# DBS and the demise of iGoogle



## itzme (Jan 17, 2008)

With iGoogle ending this month I've been searching for something similar that has a bookmark widget and works well on an ipad. After lots of trial and error, I think I got one called igHome working to my liking. It has one problem though, my Google Bookmark widget has DBSTalk, but when I touch the link I get this error message:

{"message":"Cross domain request is not allowed: http:\/\/www.ighome.com","type":"alert"}

I think I see the issue, but might it be something that DBStalk could fix? My other forum,sites, and blog links all seem to work just fine.


----------



## BLWedge09 (Jan 6, 2007)

It sounds as though whatever link is being used for DBSTalk is trying to be opened by igHome via javascript with some sort of wrapper being applied by igHome. For security reasons, we and most other sites don't allow that. In fact, it's generally not us adding that functionality, it's generally the browser refusing to do that. That is what is commonly referred to as cross-site scripting and is a huge security risk associated with most of the major holes/flaws in forum software found over the last few years.

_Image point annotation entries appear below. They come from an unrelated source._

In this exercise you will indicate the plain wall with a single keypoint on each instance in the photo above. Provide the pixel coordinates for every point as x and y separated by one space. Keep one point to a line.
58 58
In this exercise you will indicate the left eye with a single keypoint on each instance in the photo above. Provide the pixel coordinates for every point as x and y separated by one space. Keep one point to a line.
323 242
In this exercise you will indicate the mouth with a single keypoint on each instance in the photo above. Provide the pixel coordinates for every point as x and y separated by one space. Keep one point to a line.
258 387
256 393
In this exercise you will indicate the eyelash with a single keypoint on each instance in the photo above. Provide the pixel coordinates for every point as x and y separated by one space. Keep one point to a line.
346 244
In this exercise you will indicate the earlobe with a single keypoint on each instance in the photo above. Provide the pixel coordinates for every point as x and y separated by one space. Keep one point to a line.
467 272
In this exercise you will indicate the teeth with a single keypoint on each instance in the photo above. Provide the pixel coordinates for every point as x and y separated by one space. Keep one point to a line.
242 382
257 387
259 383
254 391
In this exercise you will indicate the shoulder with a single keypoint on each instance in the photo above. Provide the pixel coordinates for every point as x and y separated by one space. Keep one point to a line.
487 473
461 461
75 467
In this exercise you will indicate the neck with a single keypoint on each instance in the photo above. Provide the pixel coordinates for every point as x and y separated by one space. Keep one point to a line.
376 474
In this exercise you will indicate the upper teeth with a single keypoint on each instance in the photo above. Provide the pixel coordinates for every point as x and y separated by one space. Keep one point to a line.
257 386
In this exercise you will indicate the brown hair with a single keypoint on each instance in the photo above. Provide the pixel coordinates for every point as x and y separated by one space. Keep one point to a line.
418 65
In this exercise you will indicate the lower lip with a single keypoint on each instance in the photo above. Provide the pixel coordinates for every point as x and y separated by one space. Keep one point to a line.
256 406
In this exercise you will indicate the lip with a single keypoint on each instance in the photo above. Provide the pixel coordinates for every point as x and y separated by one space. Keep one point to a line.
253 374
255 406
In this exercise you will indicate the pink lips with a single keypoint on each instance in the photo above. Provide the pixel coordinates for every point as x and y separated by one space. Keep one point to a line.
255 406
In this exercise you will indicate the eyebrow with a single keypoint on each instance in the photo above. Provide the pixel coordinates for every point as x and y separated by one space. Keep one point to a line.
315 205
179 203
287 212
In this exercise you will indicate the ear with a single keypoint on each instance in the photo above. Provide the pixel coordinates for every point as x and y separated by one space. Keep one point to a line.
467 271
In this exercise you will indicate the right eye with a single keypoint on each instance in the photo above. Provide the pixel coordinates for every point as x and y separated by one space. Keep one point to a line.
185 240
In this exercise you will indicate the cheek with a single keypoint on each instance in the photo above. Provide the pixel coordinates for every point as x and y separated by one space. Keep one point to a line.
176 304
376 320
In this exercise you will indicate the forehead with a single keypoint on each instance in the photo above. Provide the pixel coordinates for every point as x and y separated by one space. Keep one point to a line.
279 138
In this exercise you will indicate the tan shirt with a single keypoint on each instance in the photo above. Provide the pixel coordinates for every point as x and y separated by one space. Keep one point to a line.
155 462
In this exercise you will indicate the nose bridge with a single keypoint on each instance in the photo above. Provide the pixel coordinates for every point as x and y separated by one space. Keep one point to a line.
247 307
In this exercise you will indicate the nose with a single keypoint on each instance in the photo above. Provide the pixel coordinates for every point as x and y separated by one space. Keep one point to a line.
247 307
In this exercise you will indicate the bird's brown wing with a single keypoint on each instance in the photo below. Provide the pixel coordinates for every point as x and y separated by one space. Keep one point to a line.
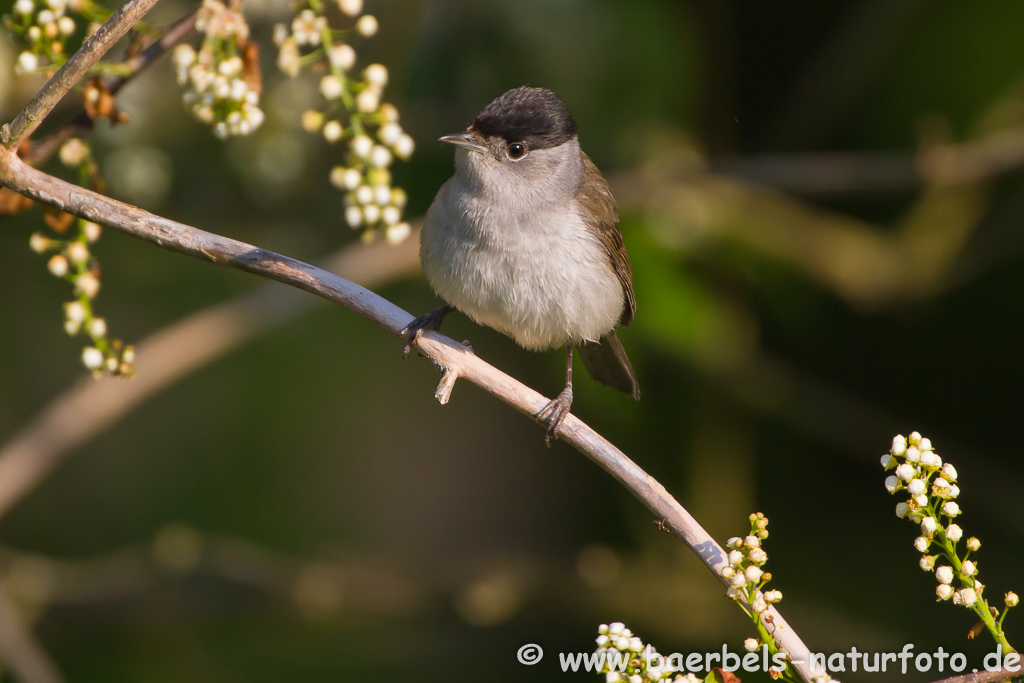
603 220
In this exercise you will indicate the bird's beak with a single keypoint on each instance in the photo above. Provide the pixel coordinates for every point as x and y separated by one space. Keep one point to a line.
470 140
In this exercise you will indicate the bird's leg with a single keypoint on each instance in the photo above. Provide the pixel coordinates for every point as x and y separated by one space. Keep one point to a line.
431 321
557 409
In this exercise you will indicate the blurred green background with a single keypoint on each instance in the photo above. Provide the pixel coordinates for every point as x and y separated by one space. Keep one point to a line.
302 509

From what you've said, it sounds like you're using the widget that uses an exported file of your google bookmarks. If other forums work correctly, I think you need to check what exactly is linked in that bookmark. I suspect the problem lies there somewhere.


----------



## itzme (Jan 17, 2008)

Brandon Wedgeworth said:


> From what you've said, it sounds like you're using the widget that uses an exported file of your google bookmarks. If other forums work correctly, I think you need to check what exactly is linked in that bookmark. I suspect the problem lies there somewhere.


Yes, you're right that its a widget using an exported file of my Google bookmarks. The link is supposed to take me to here: http://www.dbstalk.com/forum/58-directv-cutting-edge/ I stay logged in to DBSTalk. I think the error only occurs when I use it on my iPad's Safari.

Thanks for the thorough reply!


----------



## itzme (Jan 17, 2008)

I can confirm that the bookmark links to DBSTalk fails only when I use it on my iPad, either in the iPad's Safari or in the Chrome App. The link works as expected when I'm on a desktop PC. Similar links, like to the AVSForum, work fine on the iPad, so that leads me back to this maybe being an issue for DBSTalk?


----------



## mgavs (Jun 17, 2007)

Same problem here on iPad, no issues with all other sites like avsforum, satelliteguys, etc. not easy to find anything now.


----------



## mgavs (Jun 17, 2007)

This is what I get from google to dbstalk
{"message":"Cross domain request is not allowed: https:\/\/www.google.com","type":"alert"}


----------



## itzme (Jan 17, 2008)

I noticed today that the google bookmark to DBStalk worked! Thanks.


----------



## David Bott (Jul 12, 2005)

We made no change. So it must have been something browser side or google side.


----------



## itzme (Jan 17, 2008)

Interesting. I wondered which end "fixed" it. Regardless, thanks for your input!


----------